Pelemahan gerakan buruh melalui narasi Pancasila di Orde Baru telah cukup mencederai
segala perlindungan, penghormatan, serta pemenuhan hak asasi manusia para buruh. Dengan
latar belakang yang kelam tersebut, jangan sampai narasi manis melalui HIP ini justru
kembali melemahkan kembali gerakan buruh yang sudah mulai memperoleh kembali
kekuatannya.
Catatan:
[1] Sambutan Presiden Soeharto pada Pembukaan Musyawarah Kerja Kwartir Nasional Gerakan Pramuka tanggal
12 April 1976 di Istana Negara.
[2] Rocky Gerung, PANCASILA: IDE PENUNTUN, BUKAN PENGATUR, dalam PRISMA: Membongkar Dan
Merangkai Pancasila, LP3ES, 2018.
[3] Ariel Heryanto, Pancasila Sejak Orde Baru, Kompas.id, 2021,
https://www.kompas.id/baca/opini/2021/11/06/pancasila-sejak-orde-baru.
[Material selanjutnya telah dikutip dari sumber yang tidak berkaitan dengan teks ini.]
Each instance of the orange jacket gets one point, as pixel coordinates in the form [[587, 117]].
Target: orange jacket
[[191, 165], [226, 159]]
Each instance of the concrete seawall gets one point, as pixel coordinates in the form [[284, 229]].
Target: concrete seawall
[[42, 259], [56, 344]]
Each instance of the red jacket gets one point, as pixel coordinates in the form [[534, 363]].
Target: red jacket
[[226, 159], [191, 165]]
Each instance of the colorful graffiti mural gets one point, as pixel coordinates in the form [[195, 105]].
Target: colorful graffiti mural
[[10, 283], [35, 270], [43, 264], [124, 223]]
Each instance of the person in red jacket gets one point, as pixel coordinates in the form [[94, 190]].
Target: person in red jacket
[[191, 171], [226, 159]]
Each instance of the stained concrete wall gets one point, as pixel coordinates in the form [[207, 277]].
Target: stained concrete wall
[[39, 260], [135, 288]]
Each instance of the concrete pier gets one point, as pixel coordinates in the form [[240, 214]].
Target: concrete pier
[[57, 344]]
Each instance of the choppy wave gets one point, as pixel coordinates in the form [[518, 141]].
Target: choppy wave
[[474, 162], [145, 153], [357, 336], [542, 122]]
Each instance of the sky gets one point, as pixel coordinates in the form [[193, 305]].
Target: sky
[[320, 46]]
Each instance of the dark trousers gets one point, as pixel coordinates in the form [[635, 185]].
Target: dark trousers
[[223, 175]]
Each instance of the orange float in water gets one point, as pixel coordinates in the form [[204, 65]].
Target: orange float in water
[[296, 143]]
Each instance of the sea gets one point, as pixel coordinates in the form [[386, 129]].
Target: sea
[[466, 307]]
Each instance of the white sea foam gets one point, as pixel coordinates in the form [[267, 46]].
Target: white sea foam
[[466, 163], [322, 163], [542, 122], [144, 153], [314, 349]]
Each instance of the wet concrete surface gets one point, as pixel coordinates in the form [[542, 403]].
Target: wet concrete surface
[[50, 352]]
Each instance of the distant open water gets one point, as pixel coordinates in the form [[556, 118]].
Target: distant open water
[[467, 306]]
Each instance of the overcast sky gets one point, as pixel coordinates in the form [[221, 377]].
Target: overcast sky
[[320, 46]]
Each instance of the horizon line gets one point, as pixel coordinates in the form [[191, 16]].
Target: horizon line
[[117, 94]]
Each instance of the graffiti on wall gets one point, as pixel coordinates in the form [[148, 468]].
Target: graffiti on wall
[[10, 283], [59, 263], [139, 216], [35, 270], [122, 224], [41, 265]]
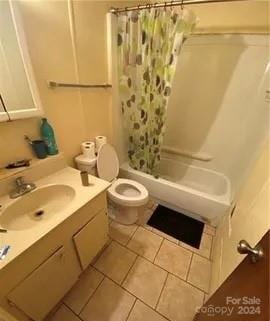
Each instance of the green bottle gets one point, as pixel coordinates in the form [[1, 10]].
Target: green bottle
[[47, 135]]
[4] Surya Tjandra, Labour Law and Development in Indonesia, Leiden University, 2016, hal. 63.
[5] Ibid., hal. 64.
[6] Colin Fenwick, Tim Lindsey, dan Luke Arnold, Labour Disputes Settlement Reform in Indonesia: A Guide to
the Policy and Legal issues Raised by Insudtrial Labour Dispute Settlement Bill, International Labour Office,
Jakarta, 2002, hal. 18.
[7] Marsinah dan Nasib Buruh di Era Orde Baru – Menolak Lupa, KORAN SULINDO, 2022,
https://koransulindo.com/marsinah-dan-nasib-buruh-di-era-orde-baru-menolak-lupa/.
[8] Surya Tjandra, Op. Cit., hal. 64.
[9] Op. Cit.
[10] Surya Tjandra, Op. Cit., hal. 43.